Customary Land Rights

Above 95% of Sierra Leone’s land mass is under customary rule and such is the land endowed with the natural resources useful for agriculture mining and other investment purpose. With laws that are no longer adequate for purpose, lack of reliable real-time data and land inform system, customary land rights and tenure security are both jeopardized. Thus land acquisition process over the years has been centralized with investors approaching central government in Freetown, which subsequently would approach the paramount chief or some local authorities in the desired are to acquire land. Usually, the really land owning families are not adequately consented in line with what VGGT prescribed as a Free prior and Informed Consent.  There are cases of communities putting up resistance to the taking of their land, but such resistances are usually crossed by the State and the local authorities.

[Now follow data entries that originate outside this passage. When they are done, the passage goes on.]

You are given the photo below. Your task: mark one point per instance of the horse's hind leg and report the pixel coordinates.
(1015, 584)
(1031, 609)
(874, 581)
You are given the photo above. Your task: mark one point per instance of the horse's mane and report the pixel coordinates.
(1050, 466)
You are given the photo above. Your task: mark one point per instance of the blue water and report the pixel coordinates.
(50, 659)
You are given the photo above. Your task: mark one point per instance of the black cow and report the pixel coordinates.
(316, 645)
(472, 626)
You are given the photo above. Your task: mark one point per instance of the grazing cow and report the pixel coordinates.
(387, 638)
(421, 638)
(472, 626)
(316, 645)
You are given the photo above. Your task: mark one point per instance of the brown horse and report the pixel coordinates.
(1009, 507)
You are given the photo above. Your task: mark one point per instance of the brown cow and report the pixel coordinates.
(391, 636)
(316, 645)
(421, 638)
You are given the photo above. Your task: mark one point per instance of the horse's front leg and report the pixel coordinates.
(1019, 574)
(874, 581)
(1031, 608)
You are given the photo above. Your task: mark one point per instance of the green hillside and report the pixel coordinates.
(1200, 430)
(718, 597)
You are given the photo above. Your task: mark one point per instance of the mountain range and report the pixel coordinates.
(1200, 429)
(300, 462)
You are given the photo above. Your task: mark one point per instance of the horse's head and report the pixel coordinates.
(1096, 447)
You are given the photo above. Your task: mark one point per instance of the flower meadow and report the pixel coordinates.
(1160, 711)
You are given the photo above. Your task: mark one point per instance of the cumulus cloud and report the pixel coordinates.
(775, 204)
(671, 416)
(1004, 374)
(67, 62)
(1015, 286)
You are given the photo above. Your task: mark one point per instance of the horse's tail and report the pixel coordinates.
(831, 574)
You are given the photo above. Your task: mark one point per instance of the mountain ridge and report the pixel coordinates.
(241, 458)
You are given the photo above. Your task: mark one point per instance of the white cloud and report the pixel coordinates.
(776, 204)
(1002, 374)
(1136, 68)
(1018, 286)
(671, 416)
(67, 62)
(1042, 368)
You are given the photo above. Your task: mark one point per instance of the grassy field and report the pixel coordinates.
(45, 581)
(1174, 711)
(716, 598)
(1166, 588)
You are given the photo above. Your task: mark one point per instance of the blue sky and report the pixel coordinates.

Individuals and families who refuse to get over the embarrassment have lived in perpetual disagreement with the operations of investors and these are the basis of the numerous community conflicts with investors.

What are we doing?

Community empowerment for the realization of their land rights is the bedrock of our engagement on land issues in Sierra Leone.  For we acknowledge that the guarantee of tenure security and customary land rights are two sides of the same coin. A threat to community land rights threatens tenure security and vice versa. Therefore, our role as a civil society platform is to strengthen communities to be able to understand their rights to land and defend those rights against abuse and marginalization. We provide the appropriate information that communities need to negotiate from an informed point of view. We also collect their views and relay those views at district and national level so that news laws and policies can be formulated in respect of these views.